Hydatid cysts were carefully excised without any spillage from the naturally infected livers of slaughtered sheep. The protoscoleces and hydatid fluid were aspirated and transferred into glass cylinders and left for 20 min so as to permit the protoscoleces to settle down. The supernatant fluid was then evacuated while the retained protoscoleces were washed three times in saline solution. The viability of the protoscoleces was affirmed by 0.1% eosin staining. After exposure to the stain for five minutes, protoscoleces that did not take the dye were considered viable while the stained protoscoleces were considered dead (Fig. 1) (Haghani et al., 2014). In order to calculate the percentage of viability, at least 450 protoscoleces were counted and then the number of viable protoscoleces was divided by the total number of protoscoleces. Finally, samples with viability of more than 95% were considered suitable for further studies.

Live non stained protoscolices (A), Live protoscolices after staining with 0.1% eosin (B), Dead protoscolices after treatment with O. minutiflorum EO and staining with 0.1% eosin. Scale-bar = 100 µm.
Fig. 1
Live non stained protoscolices (A), Live protoscolices after staining with 0.1% eosin (B), Dead protoscolices after treatment with O. minutiflorum EO and staining with 0.1% eosin. Scale-bar = 100 µm.

2.5.2

2.5.2 Determination of in vitro activity

In the present investigation, three concentrations (0.025, 0.05 and 0.1%) of the essential oil were tested on the protoscoleces. 2 mL of each concentration was placed in three test tubes to which about 5 × 103 protoscolices were added and gently mixed.
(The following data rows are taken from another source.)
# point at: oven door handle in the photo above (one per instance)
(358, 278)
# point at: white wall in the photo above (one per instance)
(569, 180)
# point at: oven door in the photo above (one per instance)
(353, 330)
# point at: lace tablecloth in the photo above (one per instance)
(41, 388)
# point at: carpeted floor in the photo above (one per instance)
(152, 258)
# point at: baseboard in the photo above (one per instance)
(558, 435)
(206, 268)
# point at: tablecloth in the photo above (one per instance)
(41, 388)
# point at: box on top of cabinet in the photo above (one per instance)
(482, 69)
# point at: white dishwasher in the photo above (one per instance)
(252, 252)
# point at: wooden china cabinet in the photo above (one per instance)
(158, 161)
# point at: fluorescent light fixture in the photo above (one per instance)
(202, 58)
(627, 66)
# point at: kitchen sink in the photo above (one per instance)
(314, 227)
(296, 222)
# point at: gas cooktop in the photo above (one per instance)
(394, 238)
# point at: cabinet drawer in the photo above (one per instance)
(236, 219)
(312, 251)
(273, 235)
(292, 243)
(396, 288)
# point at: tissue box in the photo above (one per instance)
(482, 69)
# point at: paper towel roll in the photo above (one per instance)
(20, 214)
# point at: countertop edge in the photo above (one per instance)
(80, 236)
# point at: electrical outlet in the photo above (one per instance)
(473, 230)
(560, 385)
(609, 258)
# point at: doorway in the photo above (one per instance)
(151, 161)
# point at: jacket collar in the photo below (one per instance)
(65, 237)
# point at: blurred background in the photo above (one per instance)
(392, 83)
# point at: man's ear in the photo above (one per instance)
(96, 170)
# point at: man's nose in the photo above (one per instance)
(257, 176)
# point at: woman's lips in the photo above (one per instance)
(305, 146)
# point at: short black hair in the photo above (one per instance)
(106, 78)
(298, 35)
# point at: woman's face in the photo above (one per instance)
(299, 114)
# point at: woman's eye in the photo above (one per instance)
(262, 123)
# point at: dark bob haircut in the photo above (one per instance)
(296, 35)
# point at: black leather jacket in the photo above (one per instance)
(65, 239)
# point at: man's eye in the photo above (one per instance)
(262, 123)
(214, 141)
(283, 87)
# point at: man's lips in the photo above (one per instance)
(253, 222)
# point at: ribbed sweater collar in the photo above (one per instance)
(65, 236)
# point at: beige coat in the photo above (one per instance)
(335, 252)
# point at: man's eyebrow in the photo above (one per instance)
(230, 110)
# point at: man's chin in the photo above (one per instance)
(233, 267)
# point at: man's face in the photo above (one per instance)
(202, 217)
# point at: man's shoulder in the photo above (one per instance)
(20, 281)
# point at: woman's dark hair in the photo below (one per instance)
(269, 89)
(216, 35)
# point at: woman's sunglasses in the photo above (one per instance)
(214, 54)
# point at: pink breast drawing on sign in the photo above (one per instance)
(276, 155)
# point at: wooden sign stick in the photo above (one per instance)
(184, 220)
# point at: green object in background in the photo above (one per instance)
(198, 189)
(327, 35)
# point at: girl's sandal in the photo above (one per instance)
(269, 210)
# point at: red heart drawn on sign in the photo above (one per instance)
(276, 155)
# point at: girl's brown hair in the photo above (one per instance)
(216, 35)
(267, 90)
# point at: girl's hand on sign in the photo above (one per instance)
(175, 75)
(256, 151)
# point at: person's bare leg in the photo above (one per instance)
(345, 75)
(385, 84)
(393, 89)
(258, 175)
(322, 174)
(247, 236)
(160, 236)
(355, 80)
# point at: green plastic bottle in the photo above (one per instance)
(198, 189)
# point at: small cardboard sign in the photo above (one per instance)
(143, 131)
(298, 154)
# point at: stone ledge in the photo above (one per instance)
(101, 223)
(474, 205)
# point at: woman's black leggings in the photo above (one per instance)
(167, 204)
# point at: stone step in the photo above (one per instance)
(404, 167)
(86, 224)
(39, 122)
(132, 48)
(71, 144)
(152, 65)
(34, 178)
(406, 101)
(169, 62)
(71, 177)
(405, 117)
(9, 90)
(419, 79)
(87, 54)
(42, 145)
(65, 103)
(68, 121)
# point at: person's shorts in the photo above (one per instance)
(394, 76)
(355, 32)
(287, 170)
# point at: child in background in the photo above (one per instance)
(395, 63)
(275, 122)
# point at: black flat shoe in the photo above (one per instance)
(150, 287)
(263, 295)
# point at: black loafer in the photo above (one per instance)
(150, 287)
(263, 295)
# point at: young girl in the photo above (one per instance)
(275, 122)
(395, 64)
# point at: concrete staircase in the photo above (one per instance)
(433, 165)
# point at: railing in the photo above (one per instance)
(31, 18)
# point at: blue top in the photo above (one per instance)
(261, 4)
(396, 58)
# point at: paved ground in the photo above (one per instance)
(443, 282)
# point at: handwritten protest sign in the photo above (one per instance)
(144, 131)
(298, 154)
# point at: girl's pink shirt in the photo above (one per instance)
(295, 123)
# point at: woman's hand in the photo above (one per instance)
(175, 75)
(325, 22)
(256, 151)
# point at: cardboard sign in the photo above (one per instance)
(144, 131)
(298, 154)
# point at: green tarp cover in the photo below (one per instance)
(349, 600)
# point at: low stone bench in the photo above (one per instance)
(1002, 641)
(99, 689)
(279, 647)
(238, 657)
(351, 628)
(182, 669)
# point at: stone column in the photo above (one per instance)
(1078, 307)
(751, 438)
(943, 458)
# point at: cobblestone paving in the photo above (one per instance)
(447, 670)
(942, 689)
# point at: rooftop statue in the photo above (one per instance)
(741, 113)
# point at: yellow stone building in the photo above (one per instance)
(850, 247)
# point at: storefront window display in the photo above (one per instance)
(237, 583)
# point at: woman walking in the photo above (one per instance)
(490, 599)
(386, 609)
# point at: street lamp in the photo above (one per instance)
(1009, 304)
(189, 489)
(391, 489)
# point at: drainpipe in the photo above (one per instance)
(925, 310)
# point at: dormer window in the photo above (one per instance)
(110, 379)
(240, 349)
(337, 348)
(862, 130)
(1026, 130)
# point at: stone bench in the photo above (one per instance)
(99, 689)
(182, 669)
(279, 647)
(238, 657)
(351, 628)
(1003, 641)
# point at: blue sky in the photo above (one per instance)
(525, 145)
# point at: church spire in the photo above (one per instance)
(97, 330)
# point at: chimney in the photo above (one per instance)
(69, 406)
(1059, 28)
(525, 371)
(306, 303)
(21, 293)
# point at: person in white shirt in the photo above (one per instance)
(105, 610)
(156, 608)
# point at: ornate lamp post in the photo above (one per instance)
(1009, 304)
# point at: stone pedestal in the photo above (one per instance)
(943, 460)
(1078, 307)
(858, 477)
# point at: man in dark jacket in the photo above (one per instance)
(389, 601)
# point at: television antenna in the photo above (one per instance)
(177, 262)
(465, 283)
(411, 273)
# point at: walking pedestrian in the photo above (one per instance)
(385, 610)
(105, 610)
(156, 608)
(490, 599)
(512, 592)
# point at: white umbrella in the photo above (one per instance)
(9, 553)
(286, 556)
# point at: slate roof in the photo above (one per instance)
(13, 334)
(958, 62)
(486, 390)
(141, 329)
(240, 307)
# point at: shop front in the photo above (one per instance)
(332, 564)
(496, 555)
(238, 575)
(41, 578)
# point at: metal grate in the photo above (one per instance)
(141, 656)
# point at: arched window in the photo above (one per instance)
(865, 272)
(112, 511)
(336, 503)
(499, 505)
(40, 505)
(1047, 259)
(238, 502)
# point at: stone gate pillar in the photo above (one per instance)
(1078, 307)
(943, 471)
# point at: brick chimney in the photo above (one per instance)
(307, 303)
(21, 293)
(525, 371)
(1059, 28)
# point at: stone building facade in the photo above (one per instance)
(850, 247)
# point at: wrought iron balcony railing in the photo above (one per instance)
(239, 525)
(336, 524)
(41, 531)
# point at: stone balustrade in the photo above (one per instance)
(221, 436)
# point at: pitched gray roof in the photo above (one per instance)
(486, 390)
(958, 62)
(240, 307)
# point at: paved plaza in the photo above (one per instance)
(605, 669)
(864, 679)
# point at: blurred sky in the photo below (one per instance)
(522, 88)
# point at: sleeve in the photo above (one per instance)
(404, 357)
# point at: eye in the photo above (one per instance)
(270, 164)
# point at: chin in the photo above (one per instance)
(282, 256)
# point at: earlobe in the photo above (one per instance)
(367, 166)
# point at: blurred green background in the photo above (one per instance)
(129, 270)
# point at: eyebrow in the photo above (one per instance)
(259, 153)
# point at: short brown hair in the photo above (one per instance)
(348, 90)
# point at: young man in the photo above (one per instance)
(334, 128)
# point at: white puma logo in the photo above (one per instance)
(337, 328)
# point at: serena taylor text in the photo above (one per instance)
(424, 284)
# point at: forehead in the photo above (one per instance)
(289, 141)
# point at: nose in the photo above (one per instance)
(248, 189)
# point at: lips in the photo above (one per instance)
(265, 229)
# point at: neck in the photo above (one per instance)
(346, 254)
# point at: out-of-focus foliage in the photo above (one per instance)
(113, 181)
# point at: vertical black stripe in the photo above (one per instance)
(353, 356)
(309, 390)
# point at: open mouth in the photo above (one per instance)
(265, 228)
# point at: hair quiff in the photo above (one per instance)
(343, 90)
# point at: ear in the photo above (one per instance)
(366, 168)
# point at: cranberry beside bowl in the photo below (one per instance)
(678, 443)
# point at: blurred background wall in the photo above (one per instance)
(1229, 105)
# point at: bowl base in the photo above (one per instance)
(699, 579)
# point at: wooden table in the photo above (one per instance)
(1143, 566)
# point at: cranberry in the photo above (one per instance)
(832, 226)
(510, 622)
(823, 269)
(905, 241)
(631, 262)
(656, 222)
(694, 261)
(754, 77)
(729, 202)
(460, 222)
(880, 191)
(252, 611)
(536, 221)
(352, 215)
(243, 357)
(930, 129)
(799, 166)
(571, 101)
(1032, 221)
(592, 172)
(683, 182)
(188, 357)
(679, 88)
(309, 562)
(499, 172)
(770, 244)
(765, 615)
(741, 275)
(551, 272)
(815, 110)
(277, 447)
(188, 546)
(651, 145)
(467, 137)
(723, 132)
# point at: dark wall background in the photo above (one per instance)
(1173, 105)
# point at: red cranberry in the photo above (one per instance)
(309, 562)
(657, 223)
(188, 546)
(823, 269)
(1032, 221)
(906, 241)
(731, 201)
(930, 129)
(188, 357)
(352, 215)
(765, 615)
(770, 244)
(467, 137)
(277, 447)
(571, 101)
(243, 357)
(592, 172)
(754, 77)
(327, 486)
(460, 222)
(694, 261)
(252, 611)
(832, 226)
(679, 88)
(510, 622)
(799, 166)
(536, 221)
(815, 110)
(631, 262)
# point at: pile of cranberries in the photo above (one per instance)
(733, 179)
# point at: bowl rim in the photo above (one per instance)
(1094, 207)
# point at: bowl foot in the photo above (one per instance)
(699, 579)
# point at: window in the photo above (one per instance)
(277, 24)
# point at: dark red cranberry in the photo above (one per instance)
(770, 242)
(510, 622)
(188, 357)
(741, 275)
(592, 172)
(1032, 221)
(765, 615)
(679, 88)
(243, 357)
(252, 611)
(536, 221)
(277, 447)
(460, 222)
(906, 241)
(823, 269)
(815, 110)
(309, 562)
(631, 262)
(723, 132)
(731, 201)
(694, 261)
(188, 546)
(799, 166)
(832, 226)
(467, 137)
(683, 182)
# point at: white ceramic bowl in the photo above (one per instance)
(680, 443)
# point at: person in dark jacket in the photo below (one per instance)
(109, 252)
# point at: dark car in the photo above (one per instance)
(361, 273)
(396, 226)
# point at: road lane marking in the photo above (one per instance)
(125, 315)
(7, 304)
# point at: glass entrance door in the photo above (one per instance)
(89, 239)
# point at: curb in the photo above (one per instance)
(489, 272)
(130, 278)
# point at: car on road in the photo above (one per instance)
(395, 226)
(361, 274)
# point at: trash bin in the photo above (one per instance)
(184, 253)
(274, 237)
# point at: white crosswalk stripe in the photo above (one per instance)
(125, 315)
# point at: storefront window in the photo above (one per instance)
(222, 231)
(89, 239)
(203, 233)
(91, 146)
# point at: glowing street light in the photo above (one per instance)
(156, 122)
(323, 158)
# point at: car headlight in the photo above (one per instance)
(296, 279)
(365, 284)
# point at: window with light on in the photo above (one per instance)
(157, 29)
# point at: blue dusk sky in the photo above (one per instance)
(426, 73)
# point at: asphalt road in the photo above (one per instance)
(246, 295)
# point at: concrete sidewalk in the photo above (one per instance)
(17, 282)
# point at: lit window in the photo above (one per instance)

These three tubes for each concentration (i.e. nine in total) were then incubated at 37 °C for 1, 3 and 5 min, respectively. After incubation, the supernatant was carefully disposed to avoid disturbing the remaining settled protoscoleces. Then, 1 mL of 0.1% eosin stain was mixed gently with settled protoscoleces. Five minutes later, the viability of these protoscoleces were microscopically estimated. At least 5 × 103 protoscoleces in 2 mL distilled water with no treatment with the oil was considered as a control group.

2.6

2.6 Cytotoxic activity

2.6.1

2.6.1 Cell culture

Human breast cancer cell line (MCF-7), human lung cancer cell line (A-549) and human hepatocellular carcinoma cell line (HepG2) were cultured in DMEM culture medium supplemented with 10% foetal bovine serum (FBS), 0.2% sodium bicarbonate and antibiotic/antimycotic solution. The cells were grown at 37 °C in a CO2 incubator (5% CO2–95% atmosphere) under high humidity (Siddiqui et al., 2008). The viability of the all cell lines were estimated using trypan blue dye exclusion assay and the batches of cells with more than 98% cell viability were utilized in the current work.

2.6.2

2.6.2 Cytotoxicity assessment by MTT assay

The cytotoxicity assessment was performed according to the protocol of Siddiqui et al. (2008). In brief, MCF-7, A-549 and HepG2 cells were plated in 96 well culture plates and were allowed to adhere for 24 h in a CO2 incubator at 37 °C. Then, the cells were subjected to various concentrations (0.0156 – 1%) of O. minutiflorum oil for 24 h. After the exposure, 10 μL of MTT (5 mg/mL of stock) was added in each well and plates were incubated for a further 4 h in a CO2 incubator. Then, the supernatant was discarded and 200 µL of DMSO was added in each well and mixed gently. Plates were read at 550 nm wavelength. Control sets were also kept under the same conditions. The cytotoxic activity of O. minutiflorum oil against the three cancer cell lines was compared by estimating the LC50 values.

2.7

2.7 Statistical analysis

Statistical analysis was accomplished by one-way analysis of variance (ANOVA). All analyses were carried out using a statistical package program (Sigma Plot version 11.0). Results were considered statistically significant at P ≤ 0.001.

3

3 Results

3.1

3.1 Yield and chemical composition of the essential oil

Hydrodistillation of ground leaves provided a pale yellow-coloured essential oil with a 3.1% (v/w) yield. The oil’s odour was typical of carvacrol. GC–MS and GC-FID analyses also confirmed this observation, identifying 64 components (representing ca. 98.9% of the total identified components) with carvacrol (64.29%) being the predominant compound, followed by p-cymene (9.56%). The main oil constituents are listed in Table 1, except for 43 compounds each representing less than 0.1% of the total, which were considered as.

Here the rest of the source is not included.